Before discharge, your team performs a formal speech and language assessment and repeats it at follow-up visits. If deficits appear, start speech therapy and occupational or physical therapy as soon as possible. Research shows that starting rehabilitation early, while the patient is medically stable, helps the brain recover in the months after surgery.
Cognitive changes (including memory, processing speed, and attention) may persist into the treatment phase after surgery. The surgery, radiation, and chemotherapy that follow all can affect cognitive function. Our article on cognitive fog and memory problems during anaplastic astrocytoma chemoradiation covers how these changes tend to evolve and what strategies may help manage them.

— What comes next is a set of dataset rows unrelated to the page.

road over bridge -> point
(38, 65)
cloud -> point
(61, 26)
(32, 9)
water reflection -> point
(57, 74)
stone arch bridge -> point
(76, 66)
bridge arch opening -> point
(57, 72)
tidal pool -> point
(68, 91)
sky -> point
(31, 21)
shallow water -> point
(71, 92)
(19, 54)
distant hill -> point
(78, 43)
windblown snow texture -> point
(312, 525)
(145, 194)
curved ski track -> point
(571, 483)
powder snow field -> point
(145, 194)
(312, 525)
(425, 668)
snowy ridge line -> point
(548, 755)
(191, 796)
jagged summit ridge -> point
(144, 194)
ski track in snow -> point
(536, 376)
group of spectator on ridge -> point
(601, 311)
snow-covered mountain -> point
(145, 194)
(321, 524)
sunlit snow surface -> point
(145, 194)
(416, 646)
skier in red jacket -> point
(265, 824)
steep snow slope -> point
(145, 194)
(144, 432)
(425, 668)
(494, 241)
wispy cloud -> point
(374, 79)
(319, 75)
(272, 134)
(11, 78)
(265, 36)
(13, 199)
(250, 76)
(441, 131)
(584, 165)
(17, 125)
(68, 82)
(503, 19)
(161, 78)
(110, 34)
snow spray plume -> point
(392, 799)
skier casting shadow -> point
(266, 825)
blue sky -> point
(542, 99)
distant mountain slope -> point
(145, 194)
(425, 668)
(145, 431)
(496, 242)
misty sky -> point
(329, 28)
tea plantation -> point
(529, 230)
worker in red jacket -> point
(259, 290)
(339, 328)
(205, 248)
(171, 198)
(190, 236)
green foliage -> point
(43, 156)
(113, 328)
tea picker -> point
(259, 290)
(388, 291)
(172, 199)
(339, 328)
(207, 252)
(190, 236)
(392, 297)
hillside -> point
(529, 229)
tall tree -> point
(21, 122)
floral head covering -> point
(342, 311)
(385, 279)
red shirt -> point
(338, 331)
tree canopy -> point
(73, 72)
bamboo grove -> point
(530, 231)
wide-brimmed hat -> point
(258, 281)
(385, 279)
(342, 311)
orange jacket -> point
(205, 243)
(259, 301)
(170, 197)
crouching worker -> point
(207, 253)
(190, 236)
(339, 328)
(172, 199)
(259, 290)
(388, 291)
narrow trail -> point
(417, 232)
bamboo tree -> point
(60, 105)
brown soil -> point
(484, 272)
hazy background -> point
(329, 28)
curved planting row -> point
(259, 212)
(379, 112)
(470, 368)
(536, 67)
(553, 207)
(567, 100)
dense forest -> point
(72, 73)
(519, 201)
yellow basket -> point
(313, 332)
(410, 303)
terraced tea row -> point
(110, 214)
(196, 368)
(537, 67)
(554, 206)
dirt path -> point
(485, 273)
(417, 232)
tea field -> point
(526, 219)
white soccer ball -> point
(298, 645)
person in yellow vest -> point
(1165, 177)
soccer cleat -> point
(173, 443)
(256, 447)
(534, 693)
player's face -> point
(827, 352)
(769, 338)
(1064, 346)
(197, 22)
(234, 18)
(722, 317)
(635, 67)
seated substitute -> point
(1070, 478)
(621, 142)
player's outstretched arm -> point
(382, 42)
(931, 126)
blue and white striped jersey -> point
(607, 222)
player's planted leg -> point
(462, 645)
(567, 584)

When to Talk to Your Doctor
Talk to your neurosurgical team before surgery if you have concerns about being awake during the procedure, including significant anxiety, claustrophobia, or difficulty with sedation or anesthesia in the past. Ask your oncologist how the extent of resection relates to your specific tumor profile, especially your IDH mutation status, and whether your tumor's location makes awake craniotomy the most appropriate surgical approach. If your current surgeon does not regularly perform awake brain mapping, it is reasonable to seek a second opinion at a high-volume neuro-oncology center before committing to a surgical plan.
This article is for general information and is not a substitute for medical advice. Always consult your oncologist or care team about your specific situation.